DEV Community

Cover image for Chaos Engineering with AWS FIS and Lambda
Jason Butz for AWS Community Builders

Posted on • Originally published at jasonbutz.info

Chaos Engineering with AWS FIS and Lambda

Recently AWS's Fauly Injection Service (FIS) added support for AWS Lambda, maybe it's the other way around, but either way, they now work together. I'd never given FIS much focus; most organizations I work with aren't ready for or interested in chaos engineering. However, the more I looked into FIS, the more I realized I had misjudged what FIS was capable of and where I could use it.

What is Chaos Engineering?

"Chaos Engineering is the discipline of experimenting on a system in order to build confidence in the system’s capability to withstand turbulent conditions in production."
Principles of Chao Engineering

I first heard about chaos engineering due to Netflix and their Chaos Monkey tool, which later evolved into the now retired Simian Army and has since been split out again. I've actually worked in an environment where Chao Monkey was running, and it does influence how you build applications, but once you lay your foundations and patterns, it's not too bad.

AWS primarily identifies FIS as a resiliency-focused tool, but it uses chaos engineering principles at its heart. You're impacting the performance of your system through an experiment to see how things behave to different failures.

Introduction to AWS FIS

AWS FIS enables you to run experiments on certain AWS resources to test how your system responds to different fault conditions. FIS has a limited selection of actions that can be performed against different targets, i.e., AWS resources. At the time of writing, FIS can target 18 different types of resources:

  • Aurora DB clusters
  • RDS DB instances
  • DynamoDB global tables
  • EBS volumes
  • EC2 Auto Scaling groups
  • EC2 instances
  • EC2 Spot Instances
  • ECS clusters
  • ECS tasks
  • EKS clusters
  • EKS node groups
  • EKS Kubernetes pods
  • S3 buckets
  • VPC subnets
  • Lambda functions
  • ElastiCache (Redis OSS) Replication Groups
  • IAM roles
  • transit gateways

In a FIS experiment, you combine actions and targets, generally running them for a specific duration. You can add additional parameters that help focus your experiment, such as stopping only 1% of EC2 instances.

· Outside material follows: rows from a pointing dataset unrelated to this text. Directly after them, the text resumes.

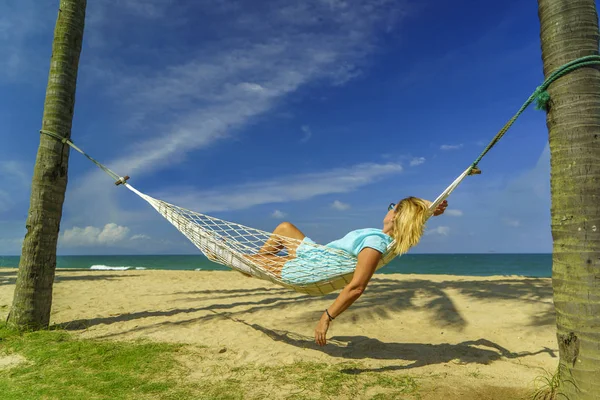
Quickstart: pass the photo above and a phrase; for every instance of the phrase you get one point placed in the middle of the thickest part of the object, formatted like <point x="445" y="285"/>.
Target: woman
<point x="404" y="223"/>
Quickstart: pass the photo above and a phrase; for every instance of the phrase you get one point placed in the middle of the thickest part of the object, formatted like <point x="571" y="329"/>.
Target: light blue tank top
<point x="312" y="264"/>
<point x="357" y="240"/>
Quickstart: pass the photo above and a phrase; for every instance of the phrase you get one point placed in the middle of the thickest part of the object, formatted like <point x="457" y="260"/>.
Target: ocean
<point x="528" y="265"/>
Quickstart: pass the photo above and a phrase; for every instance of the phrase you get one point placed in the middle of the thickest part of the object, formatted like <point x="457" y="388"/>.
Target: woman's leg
<point x="278" y="241"/>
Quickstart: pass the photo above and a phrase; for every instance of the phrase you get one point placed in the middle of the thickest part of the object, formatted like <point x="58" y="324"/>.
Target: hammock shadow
<point x="256" y="305"/>
<point x="383" y="298"/>
<point x="361" y="347"/>
<point x="10" y="278"/>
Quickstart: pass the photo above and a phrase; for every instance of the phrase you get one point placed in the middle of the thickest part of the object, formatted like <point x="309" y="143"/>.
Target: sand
<point x="475" y="331"/>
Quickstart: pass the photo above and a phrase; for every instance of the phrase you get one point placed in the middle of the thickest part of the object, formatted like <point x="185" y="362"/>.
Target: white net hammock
<point x="237" y="246"/>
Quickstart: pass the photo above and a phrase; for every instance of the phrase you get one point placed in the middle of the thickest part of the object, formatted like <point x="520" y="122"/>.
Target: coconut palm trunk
<point x="33" y="293"/>
<point x="569" y="30"/>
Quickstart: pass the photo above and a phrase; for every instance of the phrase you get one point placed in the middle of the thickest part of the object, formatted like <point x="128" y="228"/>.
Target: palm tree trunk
<point x="569" y="30"/>
<point x="33" y="293"/>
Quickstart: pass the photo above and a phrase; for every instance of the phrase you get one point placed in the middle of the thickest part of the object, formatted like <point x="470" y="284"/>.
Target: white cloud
<point x="453" y="213"/>
<point x="512" y="222"/>
<point x="440" y="230"/>
<point x="140" y="237"/>
<point x="278" y="214"/>
<point x="451" y="146"/>
<point x="338" y="205"/>
<point x="281" y="190"/>
<point x="417" y="161"/>
<point x="265" y="54"/>
<point x="92" y="236"/>
<point x="307" y="134"/>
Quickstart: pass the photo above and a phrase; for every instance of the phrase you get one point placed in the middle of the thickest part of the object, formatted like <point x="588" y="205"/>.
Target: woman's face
<point x="388" y="220"/>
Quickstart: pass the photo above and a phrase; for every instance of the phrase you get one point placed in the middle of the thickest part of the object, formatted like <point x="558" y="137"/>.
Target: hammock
<point x="236" y="246"/>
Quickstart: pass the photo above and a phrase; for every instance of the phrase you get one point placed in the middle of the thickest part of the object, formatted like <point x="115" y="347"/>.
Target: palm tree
<point x="33" y="293"/>
<point x="569" y="30"/>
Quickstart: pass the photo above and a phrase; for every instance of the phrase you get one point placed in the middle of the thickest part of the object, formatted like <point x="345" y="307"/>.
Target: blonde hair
<point x="410" y="217"/>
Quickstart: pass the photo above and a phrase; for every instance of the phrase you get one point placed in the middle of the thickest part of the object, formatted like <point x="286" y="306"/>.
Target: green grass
<point x="58" y="367"/>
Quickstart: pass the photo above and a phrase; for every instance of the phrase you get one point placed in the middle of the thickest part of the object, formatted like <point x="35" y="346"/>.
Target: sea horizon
<point x="470" y="264"/>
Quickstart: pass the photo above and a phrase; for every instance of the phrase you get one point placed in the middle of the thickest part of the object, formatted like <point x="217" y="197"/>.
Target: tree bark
<point x="32" y="299"/>
<point x="569" y="30"/>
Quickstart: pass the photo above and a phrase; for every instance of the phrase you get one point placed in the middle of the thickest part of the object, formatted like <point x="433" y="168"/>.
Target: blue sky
<point x="319" y="112"/>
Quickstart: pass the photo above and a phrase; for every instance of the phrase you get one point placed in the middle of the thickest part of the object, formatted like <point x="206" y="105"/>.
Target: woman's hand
<point x="321" y="330"/>
<point x="440" y="208"/>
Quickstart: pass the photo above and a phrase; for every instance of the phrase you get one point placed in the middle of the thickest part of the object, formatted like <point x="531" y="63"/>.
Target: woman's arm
<point x="368" y="259"/>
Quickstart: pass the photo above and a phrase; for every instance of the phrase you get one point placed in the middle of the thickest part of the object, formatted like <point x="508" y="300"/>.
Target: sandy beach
<point x="462" y="337"/>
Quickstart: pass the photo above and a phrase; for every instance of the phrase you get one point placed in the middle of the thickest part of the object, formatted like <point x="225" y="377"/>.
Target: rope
<point x="541" y="96"/>
<point x="66" y="140"/>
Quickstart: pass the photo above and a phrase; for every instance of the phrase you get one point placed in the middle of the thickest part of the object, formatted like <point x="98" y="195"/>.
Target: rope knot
<point x="542" y="99"/>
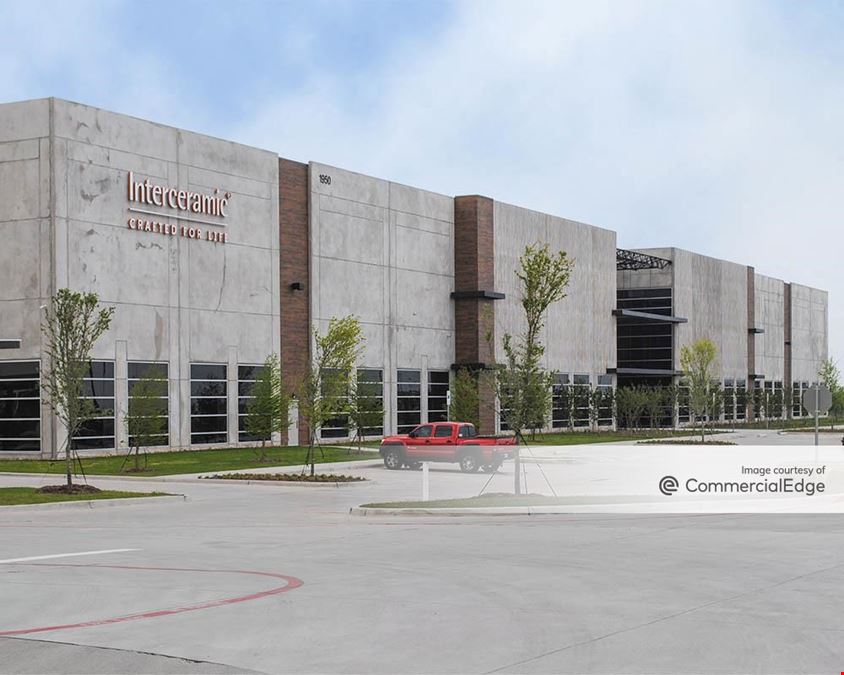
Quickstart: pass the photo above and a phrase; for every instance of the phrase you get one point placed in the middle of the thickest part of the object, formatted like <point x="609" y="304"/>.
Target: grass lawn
<point x="188" y="461"/>
<point x="583" y="437"/>
<point x="501" y="499"/>
<point x="14" y="496"/>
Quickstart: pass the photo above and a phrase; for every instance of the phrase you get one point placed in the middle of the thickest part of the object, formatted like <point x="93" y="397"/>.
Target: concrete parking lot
<point x="273" y="578"/>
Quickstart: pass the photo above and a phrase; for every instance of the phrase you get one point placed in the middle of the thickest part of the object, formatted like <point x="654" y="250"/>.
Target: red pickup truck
<point x="447" y="442"/>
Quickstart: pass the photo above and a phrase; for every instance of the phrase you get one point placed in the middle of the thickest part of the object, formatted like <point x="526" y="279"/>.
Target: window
<point x="683" y="411"/>
<point x="20" y="406"/>
<point x="408" y="399"/>
<point x="246" y="378"/>
<point x="729" y="399"/>
<point x="561" y="401"/>
<point x="98" y="389"/>
<point x="338" y="425"/>
<point x="741" y="399"/>
<point x="605" y="399"/>
<point x="437" y="395"/>
<point x="581" y="391"/>
<point x="371" y="392"/>
<point x="209" y="405"/>
<point x="160" y="373"/>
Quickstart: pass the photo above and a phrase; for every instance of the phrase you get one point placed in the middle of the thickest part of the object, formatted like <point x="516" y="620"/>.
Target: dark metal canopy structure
<point x="633" y="260"/>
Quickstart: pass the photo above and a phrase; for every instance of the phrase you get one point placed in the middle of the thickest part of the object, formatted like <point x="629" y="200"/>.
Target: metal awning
<point x="647" y="316"/>
<point x="633" y="260"/>
<point x="653" y="372"/>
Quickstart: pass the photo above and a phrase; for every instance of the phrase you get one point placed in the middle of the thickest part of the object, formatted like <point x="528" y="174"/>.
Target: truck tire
<point x="393" y="459"/>
<point x="469" y="462"/>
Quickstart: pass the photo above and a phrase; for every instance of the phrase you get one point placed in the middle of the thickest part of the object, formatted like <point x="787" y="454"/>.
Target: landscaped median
<point x="191" y="461"/>
<point x="20" y="496"/>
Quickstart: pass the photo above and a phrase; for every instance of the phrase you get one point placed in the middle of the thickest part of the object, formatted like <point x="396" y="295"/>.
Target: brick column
<point x="294" y="238"/>
<point x="474" y="296"/>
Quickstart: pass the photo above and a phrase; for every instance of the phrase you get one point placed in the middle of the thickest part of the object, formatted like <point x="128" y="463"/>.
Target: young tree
<point x="365" y="410"/>
<point x="267" y="410"/>
<point x="654" y="405"/>
<point x="72" y="325"/>
<point x="698" y="362"/>
<point x="465" y="401"/>
<point x="523" y="386"/>
<point x="325" y="388"/>
<point x="829" y="375"/>
<point x="146" y="418"/>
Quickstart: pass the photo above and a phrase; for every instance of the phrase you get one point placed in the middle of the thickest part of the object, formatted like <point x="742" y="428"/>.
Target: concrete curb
<point x="97" y="503"/>
<point x="285" y="483"/>
<point x="453" y="513"/>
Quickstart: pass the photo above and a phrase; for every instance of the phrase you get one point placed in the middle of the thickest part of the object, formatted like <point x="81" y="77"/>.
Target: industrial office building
<point x="215" y="255"/>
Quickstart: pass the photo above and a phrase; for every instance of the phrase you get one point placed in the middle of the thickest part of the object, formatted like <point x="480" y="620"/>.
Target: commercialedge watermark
<point x="798" y="480"/>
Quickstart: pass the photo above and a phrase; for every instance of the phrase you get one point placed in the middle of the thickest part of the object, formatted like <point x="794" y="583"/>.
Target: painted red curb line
<point x="292" y="583"/>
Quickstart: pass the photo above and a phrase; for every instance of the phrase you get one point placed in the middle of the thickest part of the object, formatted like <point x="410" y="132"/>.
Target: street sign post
<point x="817" y="400"/>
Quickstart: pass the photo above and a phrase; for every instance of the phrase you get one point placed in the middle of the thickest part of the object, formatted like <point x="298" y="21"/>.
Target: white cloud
<point x="697" y="125"/>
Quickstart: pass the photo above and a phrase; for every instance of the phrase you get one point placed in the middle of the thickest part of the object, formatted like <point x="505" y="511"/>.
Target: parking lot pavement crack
<point x="204" y="665"/>
<point x="668" y="617"/>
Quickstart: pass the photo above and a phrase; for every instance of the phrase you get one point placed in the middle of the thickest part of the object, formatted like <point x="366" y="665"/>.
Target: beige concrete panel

During and after your experiment, you can inspect your logs and other metrics to see how the system performed. FIS offers a feature to generate a report that collects CloudWatch metrics and combines them with experiment details into a PDF report. I've looked at the example report, and I'm not sure it's worth the $5 cost to generate the report.

FIS and Lambda

With AWS's recent release, there are three actions available that can target Lambda functions:

  • Invocation delay (invocation-add-delay)
  • Invocation error (invocation-error)
  • Invocation HTTP integration response (invocation-http-integration-response)

Adding an invocation delay is what it sounds like. It's similar to a Lambda cold start, but the delay added by FIS is after any cold starts. In addition to simulating a cold start, you can create timeout events by configuring the added latency higher than the Lambda function's timeout.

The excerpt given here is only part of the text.